The corrwt macro does most of the work here. This is the macro that the Geocorr web modules invoke to do the heart of the geography processing. The geocds1 parameter specifies the source geocodes, while geocds2 is the target list. The appearance of &stab. in the setin/setout parameters tells you that this code processes data for a specific state whose postal abbreviation is stored in global macro variable stab. We have a utility macro called %dostates that we use to invoke a state-based processing macro to repeat that code for either all or selected states in the US.

Handling MOEs

In this real-world application, things are a bit messier. For example, we do not have just 10 numeric variables to aggregate. We have hundreds of variables. Almost half of these are percentages (if there is a variable called Age0_4 you can just about bet on there being a variable called PctAge0_4). There are also variables that contain margin of error values (MOEs). We opt to not process these variables, but we need to get a list of them so we can specify that they be dropped. We could do it without using special tools to help, but that would be not only very tedious and time consuming but could also affect the reliability of the results.

Handling Medians

Some of the most commonly used ACS data items are medians. Median age, median household income, median home value, etc. are all key indicators. But the data we shall be using on input is a special extract done using more detailed data from the complete set of summary (base) tables provided. We have 11 medians in our standard profile data sets. Of these 11, four of them have other variables that form a distribution table corresponding to that median. For example MedianHHInc (median household income) can be paired with the ten variables HHInc0, HInc10, ..., HHInc200 that form a distribution table from which a median could be estimated. But the ten intervals are a significant collapsing of the 16 intervals on the more detailed distribution in the base tables. This means that even if we were to make the extra effort to estimate the median by a post-aggregation step where we used data from the aggregated distribution, it would not be all that accurate because of the lack of detail. The same situation applies in each of the four cases where we had some distribution figures. So what we do instead is violate the statistician's code and estimate the median values by taking their weighted averages. The result is a weighted average of the medians of the components, but it is not the median of the aggregate. It may not be the actual median, but it is still a not bad measure of the typical, middle value of the distribution.

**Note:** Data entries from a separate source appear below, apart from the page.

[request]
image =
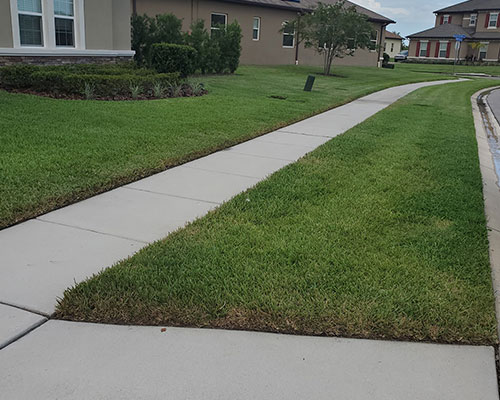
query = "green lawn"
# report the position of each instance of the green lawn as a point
(379, 233)
(55, 152)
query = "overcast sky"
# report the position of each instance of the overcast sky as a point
(411, 15)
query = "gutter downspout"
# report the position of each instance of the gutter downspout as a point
(297, 41)
(382, 28)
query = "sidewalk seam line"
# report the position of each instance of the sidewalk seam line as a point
(91, 230)
(171, 195)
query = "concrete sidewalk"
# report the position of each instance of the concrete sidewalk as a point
(39, 259)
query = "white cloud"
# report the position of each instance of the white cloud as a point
(377, 7)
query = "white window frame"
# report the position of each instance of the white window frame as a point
(71, 18)
(483, 48)
(288, 34)
(491, 19)
(441, 43)
(422, 43)
(49, 26)
(214, 28)
(473, 20)
(375, 42)
(258, 28)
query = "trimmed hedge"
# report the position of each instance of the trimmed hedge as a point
(168, 57)
(106, 82)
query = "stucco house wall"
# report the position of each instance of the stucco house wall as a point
(101, 34)
(268, 50)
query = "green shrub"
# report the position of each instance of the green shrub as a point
(146, 31)
(76, 80)
(17, 76)
(167, 58)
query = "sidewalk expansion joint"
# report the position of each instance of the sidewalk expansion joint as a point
(27, 309)
(92, 230)
(172, 195)
(266, 157)
(224, 172)
(305, 134)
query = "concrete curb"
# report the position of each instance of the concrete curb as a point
(491, 189)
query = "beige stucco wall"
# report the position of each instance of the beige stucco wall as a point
(269, 49)
(107, 24)
(5, 25)
(392, 47)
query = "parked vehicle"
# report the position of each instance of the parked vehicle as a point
(401, 56)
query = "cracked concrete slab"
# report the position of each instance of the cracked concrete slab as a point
(67, 360)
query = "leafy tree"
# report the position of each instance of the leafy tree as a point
(167, 29)
(336, 31)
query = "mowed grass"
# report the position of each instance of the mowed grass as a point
(380, 233)
(55, 152)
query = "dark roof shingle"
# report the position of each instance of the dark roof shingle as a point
(308, 5)
(471, 5)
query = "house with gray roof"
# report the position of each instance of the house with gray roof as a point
(477, 21)
(261, 22)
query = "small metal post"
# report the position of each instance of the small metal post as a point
(309, 83)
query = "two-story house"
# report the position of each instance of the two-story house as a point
(56, 31)
(261, 21)
(479, 23)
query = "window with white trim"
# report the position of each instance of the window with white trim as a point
(288, 35)
(217, 21)
(423, 49)
(48, 24)
(374, 40)
(493, 20)
(483, 50)
(256, 28)
(64, 20)
(443, 49)
(30, 22)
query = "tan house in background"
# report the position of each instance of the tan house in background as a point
(63, 31)
(479, 23)
(261, 21)
(393, 44)
(58, 31)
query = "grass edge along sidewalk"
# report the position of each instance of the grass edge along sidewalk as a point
(380, 233)
(57, 152)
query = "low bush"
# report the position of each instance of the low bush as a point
(169, 58)
(216, 52)
(101, 82)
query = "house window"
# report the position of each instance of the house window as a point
(443, 49)
(473, 20)
(493, 20)
(374, 40)
(30, 22)
(256, 28)
(64, 22)
(288, 35)
(483, 51)
(423, 49)
(216, 21)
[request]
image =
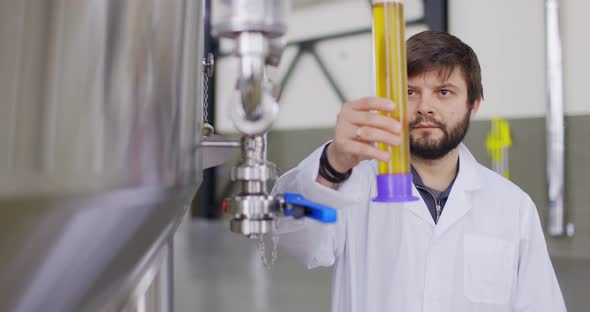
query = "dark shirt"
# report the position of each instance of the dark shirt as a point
(432, 197)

Handling Means, Percentages, Ratios, etc.

A common problem when doing aggregation is to make sure that variables that are not not directly aggregatable get aggregated properly. It is easy to aggregate variable HvalOverMillion (number of homes with value of $1,000,000 or more) but what about PctHvalOverMillion? If you had to aggregate four observations to get an output record you cannot simply add up the four percentage values and get a result that makes any sense. What you really have to do is recalculate the percentage by aggregating numerators and denominators and then recalculating the percentage following the initial aggregation. This turns out to be equivalent to taking the weighted average of the percent variables, where the weight variable is the denominator used in calculating the percentage. In the case of our PctHvalOverMillion, the denominator is OwnerOcc — number of owner-occupied housing units. Taking weighted averages also works for variables like PCI (per capita income, which is just an average) or AvgFamilyInc. So how does one calculate a weighted average? Simply:

To take the weighted average of variable P using weight variable W, multiply P by W prior to the actual aggregation (summing).
Aggregate the data.
In a post-aggregation step, divide the total of the weighted P values by the total of the W values. This is the weighted average of P.

Dealing With Imperfect Geographic Data

One of the uglier real-world realities that needs to be dealt with in doing this processing has to do with making sure that the geographic codes that are used on our equivalency file (based on the blkrel10 data sets) match up with those being used in the ACS data. There are four geocodes being used here: the 2000 vintage county and census tract, and the 2010 versions of the same. So why should we have to worry about our codes all matching up? They all come from the same source (the Census Bureau), and that source is known for its reliability and attention to geographic detail. So what could go wrong? Here is an example, extracted from the Bureau's 2009 Geography Changes page:

"There are major changes to the geographic definitions for two of the Census 2000 tracts in Ketchikan Gateway Borough and Prince of Wales-Hyder Census Area, resulting from the substantial annexation of territory by Ketchikan Gateway Borough from the former Prince of Wales-Outer Ketchikan Census Area. However, the remaining Census 2000 tract definitions in these areas are unchanged. The following describes the comparability of Census 2000 tract definitions in the current context, compared to their original definitions in Census 2000.

"Tracts 1, 2 and 4 in Prince of Wales-Hyder Census Area have the same definitions as Tracts 1, 2 and 4 in the former Prince of Wales-Outer Ketchikan Census Area from Census 2000.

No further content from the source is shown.